Posted: Wed 28th Aug 2019
The UK just had a heat wave and the leaves haven't started to change colour, but small businesses across the country are busy getting ready for the Christmas rush.
We spoke to entrepreneurs and Enterprise Nation advisers about how to get the most out of the holiday season, from dealing with big retailers and the media to manufacturing.
Taking advantage of Christmas markets
Christmas markets are a great way to get your products in front of lots of shoppers who are keen to buy gifts.
Enterprise Nation member Nina Allwood said her business Bristol in a Box receives about half its orders during the Christmas period. Market stands are an important opportunity to expand her reach and that means the Christmas countdown starts in August when many markets are looking for retailers.
"Market stands are usually confirmed in October and I immediately start promoting it on social media so people can get the date in their diary. In late November, I update the headers on my website, Etsy shop and social media profiles with market information and a Christmassy design," she said.
Updating products for the Christmas season
"We're currently sourcing appropriate packaging, so we can sell our range of three relishes as a Christmas gift pack," she explained.
It can be hard to judge the amount of demand the Christmas season is going to create. It's The Wonky Food Co's first Christmas too and they don't want to invest precious budget in packaging that doesn't get used, so they're using plain boxes and attaching a Christmas label to them.
Manufacturing is an important part of the planning process. If you have too many Christmas-branded products you can get stuck with them for at least a year, too little stock and you'll miss out on sales.
It's worth talking to your manufacturer to check how busy they are during the peak season. Cavers' manufacturer got in touch to say October and November are very busy and asked them to get their production runs booked early.

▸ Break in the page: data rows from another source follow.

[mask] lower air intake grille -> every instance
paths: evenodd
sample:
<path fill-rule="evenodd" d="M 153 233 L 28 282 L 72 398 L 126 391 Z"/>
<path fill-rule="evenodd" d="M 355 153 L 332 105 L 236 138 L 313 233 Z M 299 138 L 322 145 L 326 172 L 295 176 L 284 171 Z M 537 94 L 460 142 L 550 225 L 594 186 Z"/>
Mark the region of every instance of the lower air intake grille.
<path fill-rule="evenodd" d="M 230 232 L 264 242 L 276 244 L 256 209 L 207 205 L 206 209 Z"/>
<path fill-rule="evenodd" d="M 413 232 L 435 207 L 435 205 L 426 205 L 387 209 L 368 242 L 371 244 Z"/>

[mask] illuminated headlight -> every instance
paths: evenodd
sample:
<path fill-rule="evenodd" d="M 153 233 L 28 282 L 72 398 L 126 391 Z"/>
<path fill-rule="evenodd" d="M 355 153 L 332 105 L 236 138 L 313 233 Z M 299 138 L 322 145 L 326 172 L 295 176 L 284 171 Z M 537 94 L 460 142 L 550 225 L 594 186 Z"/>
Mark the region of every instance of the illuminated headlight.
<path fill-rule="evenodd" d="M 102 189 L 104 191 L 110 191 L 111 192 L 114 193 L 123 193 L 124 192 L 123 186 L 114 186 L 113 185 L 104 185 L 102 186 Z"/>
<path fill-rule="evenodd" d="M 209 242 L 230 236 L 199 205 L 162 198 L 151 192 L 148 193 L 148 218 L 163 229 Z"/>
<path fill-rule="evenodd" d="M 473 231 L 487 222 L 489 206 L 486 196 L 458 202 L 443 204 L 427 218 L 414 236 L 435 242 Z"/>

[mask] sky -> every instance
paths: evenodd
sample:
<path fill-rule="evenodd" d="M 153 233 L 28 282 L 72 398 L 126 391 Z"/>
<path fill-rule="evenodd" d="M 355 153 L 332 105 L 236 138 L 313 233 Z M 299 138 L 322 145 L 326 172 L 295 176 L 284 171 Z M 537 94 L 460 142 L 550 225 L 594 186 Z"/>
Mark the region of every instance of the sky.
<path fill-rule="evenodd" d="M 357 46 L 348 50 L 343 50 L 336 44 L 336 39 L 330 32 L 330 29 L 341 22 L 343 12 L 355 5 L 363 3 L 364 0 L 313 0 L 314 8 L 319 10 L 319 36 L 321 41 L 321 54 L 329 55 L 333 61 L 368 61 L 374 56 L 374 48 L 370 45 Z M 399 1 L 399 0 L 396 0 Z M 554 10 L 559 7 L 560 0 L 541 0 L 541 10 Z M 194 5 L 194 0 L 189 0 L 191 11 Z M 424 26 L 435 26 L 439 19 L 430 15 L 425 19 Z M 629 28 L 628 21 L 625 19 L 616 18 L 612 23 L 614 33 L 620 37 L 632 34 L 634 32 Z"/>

Working with large retailers
Enterprise Nation member Rebecca Saunders is a former John Lewis buyer and founded Seekology to help emerging beauty and wellbeing brands. She said large retailers start thinking about their strategy for Christmas in January when they attend trade shows, adding she added she once attended a Christmas kick-off meeting in November to start planning for the following year.
"By the summer, it's unlikely you'll be able to develop new relationships with larger retailers, but you may be able to add further products with existing stockists if you are performing well versus forecasts," said Saunders.
She recommends getting in touch with large retailers to see if there are Christmas activities you can participate in.
"It could be anything from catalogues, which are usually planned through the summer for launch in October, to in-store events. Ask if it's possible to be featured in emails, on the retailer's key landing pages or in prominent locations in stores such as windows or promotional sites," she said.
Saunders recommends thinking of ways you can give value back to the retails, like offering exclusive products, value-add promotions or helping in store.
Smaller retailers are more flexible about the timing of decision making for Christmas and a yuletide listing might still be possible.
Marketing products to Christmas shoppers
Think about marketing partnerships that could help expand your audience during the Christmas season.
"We're looking at brands that we can partner with to offer Christmas promotions via social media," said Cavers. "For example, offering Christmas hampers that use complementary products like relish, cheese and crackers. We're talking to other local producers as well as other sustainably-sourced brands."
Lots of publications have gift guides, which are a great way to get in front of shoppers. PR Dispatch's Rosie Davies said the submission deadlines depend on the medium, recommending small businesses have great imagery and approach editors as soon as possible.
The monthly glossies like Cosmopolitan and Country Living plan three to six months ahead of when they're published.
Sunday supplements and weekly magazines like Grazia plan Christmas articles between two weeks and three months ahead.
Online Christmas gift guides such as the Guardian can be anything between three weeks to one week ahead of being published and can be launched online between November and the 23rd December.
Watch Davies' webinar on getting featured in Christmas gift guides.
Allwood offers reduced prices for Bristol in a Box's lightboxes if people buy more than one during the Christmas period and sometimes reduces pricing towards the end of events. She also switched to free UK delivery last year.
"For online orders, I offer hand delivery in Bristol until very close to Christmas, which is an incentive for last-minute shoppers or those keen to meet the artist behind the product," she said.
Entrepreneurs are often quick to admit there's more they could do to maximise Christmas sales - Cavers said his team is "kicking themselves for how late we've left Christmas preparations". But whatever stage of you're at there's opportunities to take advantage of, just make sure you get started as soon as possible!